In This Message

Meetings & Workshops
– AI for Science at Scale – Part 2 (Oct 12)
– Introduction to OpenMP Offload Part 1: Basics of Offload (Sep 29)
– Introduction to OpenMP Offload Part 2: Optimization and Data Management (Oct 6)
– HIP Training Series
Upcoming Downtimes
– Frontier and Orion (Oct 3)
Center Announcements
– Call for posters at the upcoming 2023 OLCF User Meeting
– OLCF Alpine Decommission (Begin moving data now)
– Nominations for OLCF User Group Executive Board
– Call for Proposals for Summit in 2024

Meeting & Workshops

AI for Science at Scale – Part 2 (Oct 12)
Thursday, October 12, 2023

Training large deep learning models, including large language models, is resource-intensive and requires innovative parallelization and distribution strategies. In part 1 of this workshop, we demonstrated how to train a deep learning model in a distributed fashion across multiple GPUs of the Summit supercomputer using data parallelism. Building on this, part 2 will show how to train a model on multiple GPUs across nodes of the Frontier supercomputer. We will demonstrate and focus on model parallelism techniques and frameworks, such as DeepSpeed, FSDP, and Megatron.  Registration is open now and available through:
https://www.olcf.ornl.gov/calendar/ai-training-series-ai-for-science-at-scale-part-2

Introduction to OpenMP Offload Part 1 : Basics of Offload
September 29, 2023
12:00 – 1:45 PM (EDT)
Virtual via Zoom
The OpenMP API is a scalable model that gives parallel programmers a simple and flexible interface for developing portable parallel applications in C/C++ and Fortran. Join us for part 1 of a four-part OpenMP Offload training that will enable application teams and developers to accelerate their code with the use of GPUs, as well as exploiting the latest OpenMP functionality to program multi-core platforms like Frontier and Perlmutter. This session, offered by OLCF and NERSC, is part of the Performance Portability training series. The hands-on sessions will be performed on OLCF Frontier and NERSC Perlmutter. Participants without existing accounts will be provided training accounts on Perlmutter.

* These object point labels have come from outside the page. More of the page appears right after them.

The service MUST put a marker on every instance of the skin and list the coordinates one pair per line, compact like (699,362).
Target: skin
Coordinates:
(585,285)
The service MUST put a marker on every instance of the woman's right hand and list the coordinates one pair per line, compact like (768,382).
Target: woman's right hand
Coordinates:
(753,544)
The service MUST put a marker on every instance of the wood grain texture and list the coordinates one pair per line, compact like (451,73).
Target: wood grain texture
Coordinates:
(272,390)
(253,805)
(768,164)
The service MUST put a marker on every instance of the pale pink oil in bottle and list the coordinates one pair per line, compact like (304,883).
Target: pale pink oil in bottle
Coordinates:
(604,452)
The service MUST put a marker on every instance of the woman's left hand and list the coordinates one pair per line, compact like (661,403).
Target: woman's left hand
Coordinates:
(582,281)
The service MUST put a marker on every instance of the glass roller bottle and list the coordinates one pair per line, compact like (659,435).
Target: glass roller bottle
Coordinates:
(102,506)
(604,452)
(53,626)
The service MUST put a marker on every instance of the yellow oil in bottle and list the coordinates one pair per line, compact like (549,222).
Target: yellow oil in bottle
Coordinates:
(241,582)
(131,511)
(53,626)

Register here:  https://www.olcf.ornl.gov/calendar/introduction-to-openmp-offload-part-1-basics-of-offload-2/

Introduction to OpenMP Offload Part 2: Optimization and Data Management
October 6, 2023
12-2:30 pm EDT
Virtual via Zoom

The OpenMP API is a scalable model that gives parallel programmers a simple and flexible interface for developing portable parallel applications in C/C++ and Fortran. For part 2 of our OpenMP Offload series, OLCF/NERSC staff will cover optimization strategies and show how efficient data movement and a better understanding of the hierarchy of parallelism available can lead to improved performance. NERSC/OLCF staff will also cover best practices for OpenMP Offload.

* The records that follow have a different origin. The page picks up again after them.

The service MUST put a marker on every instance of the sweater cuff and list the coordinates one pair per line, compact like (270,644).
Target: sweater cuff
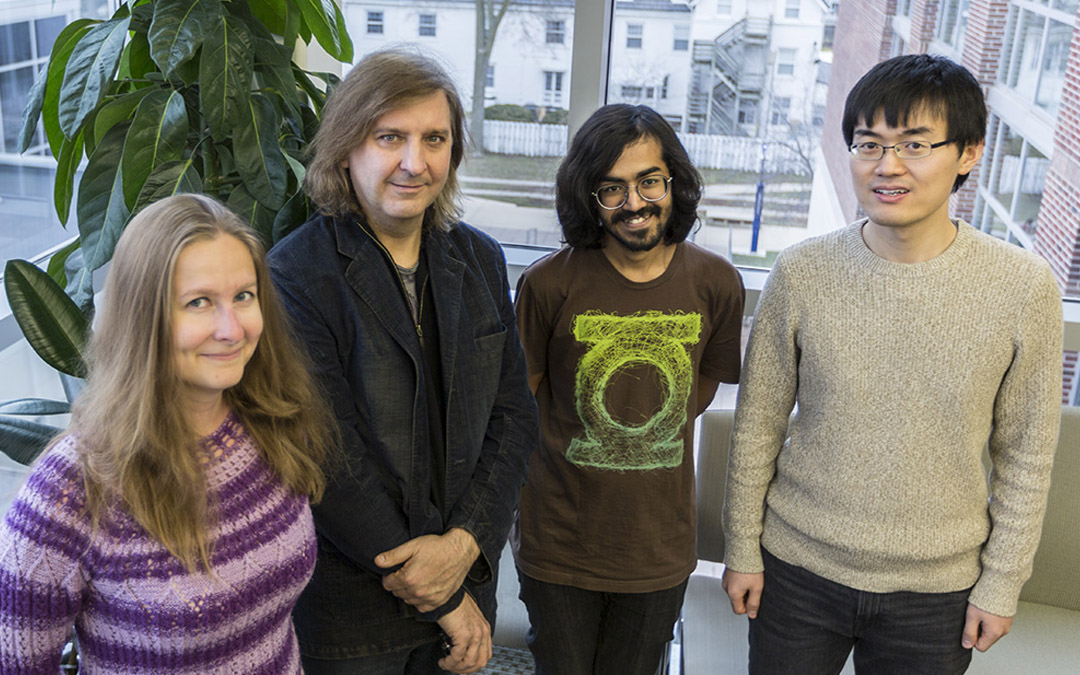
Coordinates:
(743,556)
(996,594)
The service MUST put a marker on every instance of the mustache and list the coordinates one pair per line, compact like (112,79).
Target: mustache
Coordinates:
(622,214)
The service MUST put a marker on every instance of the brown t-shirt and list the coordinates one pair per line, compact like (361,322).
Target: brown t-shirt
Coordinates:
(609,503)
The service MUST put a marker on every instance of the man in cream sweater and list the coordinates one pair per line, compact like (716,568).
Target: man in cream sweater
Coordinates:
(909,342)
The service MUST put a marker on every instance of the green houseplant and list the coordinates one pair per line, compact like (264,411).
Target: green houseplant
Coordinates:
(165,96)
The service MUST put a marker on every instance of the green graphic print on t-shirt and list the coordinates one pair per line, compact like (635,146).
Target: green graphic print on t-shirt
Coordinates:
(617,343)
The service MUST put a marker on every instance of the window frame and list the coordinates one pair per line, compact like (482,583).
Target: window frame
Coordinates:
(375,18)
(427,25)
(555,31)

For details and to register see:

https://www.olcf.ornl.gov/https/wwwolcfornlgov/calendar/introduction-to-openmp-offload-part-2-optimization-and-data-management-2/

HIP Training Series
HIP is a parallel computing platform and programming model from AMD that extends C++ to program GPUs, with an API very similar to CUDA but supporting Nvidia and AMD GPU targets. The HIP training series will introduce GPU programming concepts from basic GPU programming, porting your existing GPU applications to HIP, and profiling and tracing your HIP code, among others. Each session will be 2 hours with a lecture and hands-on.

  • Oct 02, GPU Profiling (Performance Timelines)
  • Oct 16, GPU Profiling (Performance Profile)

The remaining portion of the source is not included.